Pacific facing crisis too
Pacific Media Centre director Professor David Robie, who is also deeply concerned about the impending crisis for many Pacific Islands media groups, said his response to the closures in Australia and New Zealand was “in a word – devastated”.
“The media in many respects has been dying a slow death, certainly in print. And although we have a number of small yet successful start-up digital media ventures, we have witnessed the gradual decline of quality media overall in New Zealand,” he said.
“In one foul swoop, a foreign-owned corporate, Bauer Media, has been allowed to destroy the heart of New Zealand’s magazine industry. And there has been barely a whimper.
“We no longer even have a strong media union – such as Australia has with the MEAA to stage at least some semblance of a defence. I find it quite outrageous that a German company can do this, one that has just reported group profits back home – just dump a cluster of NZ cultural icons in publishing with such titles as Metro, the Listener and NZ Woman’s Weekly with their long and proud histories.
“Especially when we are led to believe that the government tried to intervene and offered substantial financial support to keep the company going. One suspects that Bauer were planning to scuttle the magazines anyway and the pandemic simply provided the pretext.”
Dr Robie said he believed all media in New Zealand should have been treated as “essential services” – especially in this “so-called post-truth era when we are faced with an avalanche on lies, disinformation and fake news”.
“Many among the general public don’t know what to believe any more.
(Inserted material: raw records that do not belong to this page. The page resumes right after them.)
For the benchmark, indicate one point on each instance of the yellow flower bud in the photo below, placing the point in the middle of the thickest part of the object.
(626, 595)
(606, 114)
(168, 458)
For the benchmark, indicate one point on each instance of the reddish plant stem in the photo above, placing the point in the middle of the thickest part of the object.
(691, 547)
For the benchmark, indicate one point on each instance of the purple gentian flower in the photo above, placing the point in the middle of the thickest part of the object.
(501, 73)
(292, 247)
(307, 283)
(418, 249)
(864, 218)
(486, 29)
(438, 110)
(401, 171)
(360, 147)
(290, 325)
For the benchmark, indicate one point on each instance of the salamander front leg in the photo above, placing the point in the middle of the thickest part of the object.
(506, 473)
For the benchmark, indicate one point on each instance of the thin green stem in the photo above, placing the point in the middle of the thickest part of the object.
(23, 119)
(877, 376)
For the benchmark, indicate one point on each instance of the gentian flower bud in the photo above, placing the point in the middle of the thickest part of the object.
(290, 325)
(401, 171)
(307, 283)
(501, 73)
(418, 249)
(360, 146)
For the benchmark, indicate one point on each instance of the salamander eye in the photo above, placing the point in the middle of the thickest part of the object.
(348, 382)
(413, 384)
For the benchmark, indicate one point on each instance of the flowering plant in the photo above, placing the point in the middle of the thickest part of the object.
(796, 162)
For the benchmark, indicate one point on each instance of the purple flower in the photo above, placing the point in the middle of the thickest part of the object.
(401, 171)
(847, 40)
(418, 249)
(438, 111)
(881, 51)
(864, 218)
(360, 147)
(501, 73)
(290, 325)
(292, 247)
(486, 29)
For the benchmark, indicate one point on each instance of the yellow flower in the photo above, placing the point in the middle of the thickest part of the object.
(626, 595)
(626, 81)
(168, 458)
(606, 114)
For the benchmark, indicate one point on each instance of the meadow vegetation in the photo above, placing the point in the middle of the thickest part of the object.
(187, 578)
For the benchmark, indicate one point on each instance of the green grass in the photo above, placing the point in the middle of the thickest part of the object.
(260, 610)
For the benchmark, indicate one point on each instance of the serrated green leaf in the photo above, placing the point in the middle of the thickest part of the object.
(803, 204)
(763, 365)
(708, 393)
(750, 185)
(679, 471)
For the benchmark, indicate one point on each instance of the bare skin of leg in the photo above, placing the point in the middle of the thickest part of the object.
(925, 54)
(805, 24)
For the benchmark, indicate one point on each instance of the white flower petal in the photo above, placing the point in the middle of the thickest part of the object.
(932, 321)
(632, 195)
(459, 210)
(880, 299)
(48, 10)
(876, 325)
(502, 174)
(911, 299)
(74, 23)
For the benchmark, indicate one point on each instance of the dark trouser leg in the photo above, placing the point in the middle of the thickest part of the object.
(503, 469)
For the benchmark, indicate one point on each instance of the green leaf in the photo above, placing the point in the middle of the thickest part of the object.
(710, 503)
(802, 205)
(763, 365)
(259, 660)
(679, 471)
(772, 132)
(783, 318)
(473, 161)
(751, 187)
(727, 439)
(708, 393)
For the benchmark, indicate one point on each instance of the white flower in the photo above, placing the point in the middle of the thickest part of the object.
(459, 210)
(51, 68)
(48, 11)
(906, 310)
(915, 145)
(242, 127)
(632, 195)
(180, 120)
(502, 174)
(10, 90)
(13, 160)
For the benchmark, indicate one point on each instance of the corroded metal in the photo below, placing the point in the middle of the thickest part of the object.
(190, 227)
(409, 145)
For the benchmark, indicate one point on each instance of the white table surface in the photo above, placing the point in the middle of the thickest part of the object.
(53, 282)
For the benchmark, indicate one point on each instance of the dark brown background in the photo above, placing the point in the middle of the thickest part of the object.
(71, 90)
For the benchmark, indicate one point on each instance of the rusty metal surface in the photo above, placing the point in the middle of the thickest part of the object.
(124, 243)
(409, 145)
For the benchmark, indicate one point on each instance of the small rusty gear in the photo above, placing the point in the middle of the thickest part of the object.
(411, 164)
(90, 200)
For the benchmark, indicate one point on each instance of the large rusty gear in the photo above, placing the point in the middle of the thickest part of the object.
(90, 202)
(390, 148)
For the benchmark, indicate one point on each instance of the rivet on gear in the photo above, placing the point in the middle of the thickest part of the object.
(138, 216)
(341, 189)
We need more quality media with a trusted pedigree, not less.
“And community publications identified closely with their neighbourhoods and ethnic and diasporic media are also vitally important in our democracy. Closing or silencing of media inevitably weakens the robustness of our democracy.”
Apart from Bauer Media, the Northland Age and Radio Sport, Mediaworks has asked staff to take a 15 percent pay cut, Television New Zealand has frozen payrates, NZME is calling redundancies and Stuff staff have been warned to expect a cull.
Sri Krishnamurthi graduated with a Postgraduate Diploma in Communication Studies (Digital Media) in 2019. He has been a special projects writer for the Pacific Media Centre since he joined AUT and is this year the PMC Pacific Media Watch freedom project contributing editor.